Helping the Army to get a better sight picture on the future are some of the world’s greatest minds, from the academic and scientific communities, as well as the Army and Defense Department. Many of them met here at the Bolger Center for a week of participation in Unified Quest break-out study groups on future trends.
And, incidentally, science fiction writers, many of whom have advanced degrees in science and whose future visions are sometimes on target, were part of the collaboration process of Unified Quest.
The Army’s senior leaders think it is important for planning purposes to know where the service will be in 2030 and beyond, dates it terms the “deep future.”

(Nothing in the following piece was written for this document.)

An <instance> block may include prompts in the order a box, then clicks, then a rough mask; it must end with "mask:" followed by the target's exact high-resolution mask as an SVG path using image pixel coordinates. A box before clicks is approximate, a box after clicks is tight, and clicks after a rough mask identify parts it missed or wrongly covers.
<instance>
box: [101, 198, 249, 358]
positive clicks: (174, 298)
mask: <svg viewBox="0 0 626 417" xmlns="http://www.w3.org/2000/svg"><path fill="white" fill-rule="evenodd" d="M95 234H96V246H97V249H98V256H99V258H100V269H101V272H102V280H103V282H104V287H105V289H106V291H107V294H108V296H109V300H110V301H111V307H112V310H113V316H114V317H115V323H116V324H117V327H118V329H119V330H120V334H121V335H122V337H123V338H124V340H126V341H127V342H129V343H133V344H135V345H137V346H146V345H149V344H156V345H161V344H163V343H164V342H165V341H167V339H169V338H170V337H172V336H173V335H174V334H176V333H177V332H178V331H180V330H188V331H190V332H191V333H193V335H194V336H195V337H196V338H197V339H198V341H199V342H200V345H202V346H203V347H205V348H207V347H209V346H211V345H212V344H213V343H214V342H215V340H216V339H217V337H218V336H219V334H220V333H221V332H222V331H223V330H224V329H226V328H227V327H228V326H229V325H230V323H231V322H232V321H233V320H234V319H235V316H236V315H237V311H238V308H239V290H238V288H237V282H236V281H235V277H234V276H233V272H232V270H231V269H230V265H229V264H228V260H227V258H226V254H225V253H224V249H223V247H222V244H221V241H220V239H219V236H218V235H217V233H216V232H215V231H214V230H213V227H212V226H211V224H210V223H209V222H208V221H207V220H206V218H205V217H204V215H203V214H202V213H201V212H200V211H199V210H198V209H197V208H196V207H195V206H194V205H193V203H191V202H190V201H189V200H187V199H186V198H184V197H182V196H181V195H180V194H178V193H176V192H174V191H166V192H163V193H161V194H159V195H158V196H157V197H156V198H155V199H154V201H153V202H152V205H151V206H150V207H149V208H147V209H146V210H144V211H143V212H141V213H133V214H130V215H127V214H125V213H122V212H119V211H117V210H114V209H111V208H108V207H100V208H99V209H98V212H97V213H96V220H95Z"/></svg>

The reason deep future is important is because plans often take decades to materialize into reality. First there are discussions and concepts leading to models and simulations; then to live experimentation, aka field exercises, to “battle-test” those plans with real soldiers; and, finally to put it in doctrine, from which real-world decisions are made in manning, materiel, tactics and strategy.
The process is dynamic, meaning these plans and concepts are continually revised based on new technologies and the ever-changing world.
Leading the future planning effort is the U.S. Army Training and Doctrine Command, or TRADOC, the organization which heads the Campaign of Learning, of which Unified Quest 2013, the deep future study portion, is part.